September 24, 2010

Kids Love 'Clickers'!

by Lynn K. McMullin

I could call this technology a “Personal Response System” (PRS), and risk a ‘ho-hum’ reaction... or I could call it what the kids call it -- a 'clicker'! -- and hopefully entice you to read on.  A 'clicker' looks like a simple remote control, it fits in even our littlest student’s palm, and it changes the way our students participate in class.


The Clicker Instructional Model

Linda Caraher, a Grade 2 teacher at Cherry Brook Primary, uses clickers with her interactive SmartBoard to gauge her students’ progress with the concepts being learned. For instance, she might show a reading comprehension activity on the whiteboard (like the “Penguin” example shown here) and ask the students to answer several multiple choice questions with their clickers. Immediately, she has the results and sees who needs to meet with her in a small group for further instruction. Or, she can use the clickers in the morning for a quick assessment, and then during Reader's Workshop, pull the children who might have missed the morning assessment question into one group. The software program for the Smart Response system also provides a spreadsheet with the students’ scores. The clickers even make DRP assessments more fun and provide Linda with immediate feedback. A DRP assessment moves from easier questions to more difficult questions. (Examples also included below.)
 The kids love the clickers as well. They actually get excited to take a test when they see the clickers come out. According to Linda they beg, "This is cool! Can we do more?"

Linda collected some simple data about the impact of the clickers on students’ learning. She had her class complete several simple reading comprehension exercises in which students identified the ‘best answer’ to a multiple choice question (see below). When using the clickers, the students were more focused and were significantly more accurate -- from about 75% (paper/pencil)to 95% correct (clickers).  Linda then asked the students to answer an open-ended question explaining their choice, and they more eagerly participated in this activity as well.  As a result, the class scores had improved, probably due to the increased interest level of the students and their desire to have their correct answer show up in graph.
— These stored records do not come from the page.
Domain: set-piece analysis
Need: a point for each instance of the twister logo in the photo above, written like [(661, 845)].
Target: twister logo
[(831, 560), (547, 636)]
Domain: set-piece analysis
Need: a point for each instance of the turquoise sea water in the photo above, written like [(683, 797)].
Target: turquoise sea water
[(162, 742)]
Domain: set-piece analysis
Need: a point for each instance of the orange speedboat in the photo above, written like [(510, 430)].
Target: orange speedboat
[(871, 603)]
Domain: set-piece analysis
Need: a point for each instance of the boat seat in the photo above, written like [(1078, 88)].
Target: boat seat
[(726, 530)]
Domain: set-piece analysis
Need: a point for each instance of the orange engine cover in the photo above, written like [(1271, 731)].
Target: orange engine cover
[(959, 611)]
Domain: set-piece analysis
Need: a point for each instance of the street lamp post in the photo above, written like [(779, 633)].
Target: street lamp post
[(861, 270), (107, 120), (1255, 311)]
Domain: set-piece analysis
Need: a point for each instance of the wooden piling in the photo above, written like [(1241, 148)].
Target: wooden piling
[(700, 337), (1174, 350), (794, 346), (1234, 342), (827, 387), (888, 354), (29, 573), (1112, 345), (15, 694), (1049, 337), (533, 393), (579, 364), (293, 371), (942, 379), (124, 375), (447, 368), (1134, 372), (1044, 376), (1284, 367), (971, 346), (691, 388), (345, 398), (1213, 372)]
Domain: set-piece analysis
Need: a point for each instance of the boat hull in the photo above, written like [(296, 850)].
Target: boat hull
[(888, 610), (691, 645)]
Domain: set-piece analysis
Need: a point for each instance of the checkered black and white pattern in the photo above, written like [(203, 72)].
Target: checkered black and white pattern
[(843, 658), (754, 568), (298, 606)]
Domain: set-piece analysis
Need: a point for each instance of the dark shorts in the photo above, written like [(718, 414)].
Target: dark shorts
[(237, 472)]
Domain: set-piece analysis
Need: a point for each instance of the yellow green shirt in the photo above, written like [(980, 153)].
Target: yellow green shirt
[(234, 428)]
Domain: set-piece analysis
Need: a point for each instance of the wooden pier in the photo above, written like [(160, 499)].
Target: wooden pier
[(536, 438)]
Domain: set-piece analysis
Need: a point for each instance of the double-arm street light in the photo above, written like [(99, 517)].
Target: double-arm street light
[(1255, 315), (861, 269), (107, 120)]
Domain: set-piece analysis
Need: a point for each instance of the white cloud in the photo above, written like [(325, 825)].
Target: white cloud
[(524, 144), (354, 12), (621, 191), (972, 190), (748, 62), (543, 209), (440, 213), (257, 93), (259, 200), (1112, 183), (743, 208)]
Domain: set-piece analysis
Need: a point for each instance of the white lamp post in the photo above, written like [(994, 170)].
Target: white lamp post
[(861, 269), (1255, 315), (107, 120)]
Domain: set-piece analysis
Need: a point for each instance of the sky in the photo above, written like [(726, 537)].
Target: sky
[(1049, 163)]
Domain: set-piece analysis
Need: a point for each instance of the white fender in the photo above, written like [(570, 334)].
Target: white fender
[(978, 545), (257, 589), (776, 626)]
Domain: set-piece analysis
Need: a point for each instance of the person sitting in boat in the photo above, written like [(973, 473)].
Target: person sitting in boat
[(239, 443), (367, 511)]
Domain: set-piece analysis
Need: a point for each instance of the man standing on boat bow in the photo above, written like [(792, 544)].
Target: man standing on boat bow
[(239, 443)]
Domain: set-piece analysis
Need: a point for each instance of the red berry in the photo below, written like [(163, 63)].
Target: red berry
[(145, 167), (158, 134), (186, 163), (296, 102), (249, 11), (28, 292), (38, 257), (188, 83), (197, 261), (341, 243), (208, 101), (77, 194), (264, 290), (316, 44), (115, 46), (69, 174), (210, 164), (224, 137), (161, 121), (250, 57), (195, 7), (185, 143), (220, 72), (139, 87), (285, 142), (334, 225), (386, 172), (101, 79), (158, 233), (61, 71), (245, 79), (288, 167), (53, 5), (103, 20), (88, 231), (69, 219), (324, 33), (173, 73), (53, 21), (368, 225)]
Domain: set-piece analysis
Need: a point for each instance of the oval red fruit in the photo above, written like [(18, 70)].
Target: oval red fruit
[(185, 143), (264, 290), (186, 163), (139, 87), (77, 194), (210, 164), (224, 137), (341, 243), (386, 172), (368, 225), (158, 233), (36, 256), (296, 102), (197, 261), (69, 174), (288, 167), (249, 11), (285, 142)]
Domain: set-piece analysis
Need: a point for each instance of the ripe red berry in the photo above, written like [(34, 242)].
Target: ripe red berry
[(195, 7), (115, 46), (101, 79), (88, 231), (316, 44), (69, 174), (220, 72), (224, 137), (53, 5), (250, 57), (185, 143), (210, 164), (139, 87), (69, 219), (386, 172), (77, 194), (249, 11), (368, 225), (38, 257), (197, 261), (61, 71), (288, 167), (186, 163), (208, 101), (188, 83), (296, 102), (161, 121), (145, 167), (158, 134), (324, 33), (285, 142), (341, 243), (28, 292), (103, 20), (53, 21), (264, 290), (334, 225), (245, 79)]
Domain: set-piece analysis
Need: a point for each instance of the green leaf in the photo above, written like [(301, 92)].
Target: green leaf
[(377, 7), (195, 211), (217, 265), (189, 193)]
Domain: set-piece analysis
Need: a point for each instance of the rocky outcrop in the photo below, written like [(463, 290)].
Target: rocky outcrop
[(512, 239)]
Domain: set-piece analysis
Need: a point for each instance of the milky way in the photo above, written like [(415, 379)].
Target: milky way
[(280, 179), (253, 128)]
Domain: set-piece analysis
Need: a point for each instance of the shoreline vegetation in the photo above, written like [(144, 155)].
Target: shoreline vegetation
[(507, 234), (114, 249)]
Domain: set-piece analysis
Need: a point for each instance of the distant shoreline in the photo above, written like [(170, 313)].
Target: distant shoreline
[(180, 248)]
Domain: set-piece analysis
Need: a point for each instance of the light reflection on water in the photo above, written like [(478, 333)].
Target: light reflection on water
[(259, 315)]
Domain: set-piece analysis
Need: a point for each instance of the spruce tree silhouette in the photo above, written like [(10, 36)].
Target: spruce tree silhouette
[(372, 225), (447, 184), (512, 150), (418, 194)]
The Everyday Instructional Benefits
First, and foremost, they make 100% on-task attention more likely. They are enticing to students. Every student responds to every question posed by the teacher, and the teacher waits until every clicker has entered a response. Second, the teacher has immediate understanding of whether or not the class 'gets it'.  In conventional instruction, even if every hand is raised after the teacher asks a question, only one student actually answers.  If the student is right, does this mean the class understands?

Third, each student has the chance, by viewing the class graph, to compare his or her answer to the rest of the class.  Finally, the teacher can pinpoint and correct misunderstandings, as in, “Eight of you thought ‘D’ was the right answer.  Let’s look at what may have been misleading...”

'Clickers' are spreading. Principal Joe Scheideler at CMS is exploring the use of clickers in his Language Arts classrooms.

CLOZE assessments, such as this one, progress from easy to difficult.






















The History of Clickers
The technology began on college campuses, where professors began using them for en mass quizzes and exams in those large lecture hall settings. They could post a multiple choice or true and false question in a PowerPoint presentation, ask each student to respond with his or her personal remote (which was coded to software on the professor’s laptop), and then view the answers for each student and for the entire class. The professor knew two things: each student’s individual score on the quiz or test, and how well the class did as a whole on each question. It’s also the same technology used on “Who Wants to be a Millionaire” when the contestant asks to poll the audience, and the audience members use radio-signal responders to select A, B, C, or D. A graph then displays the results.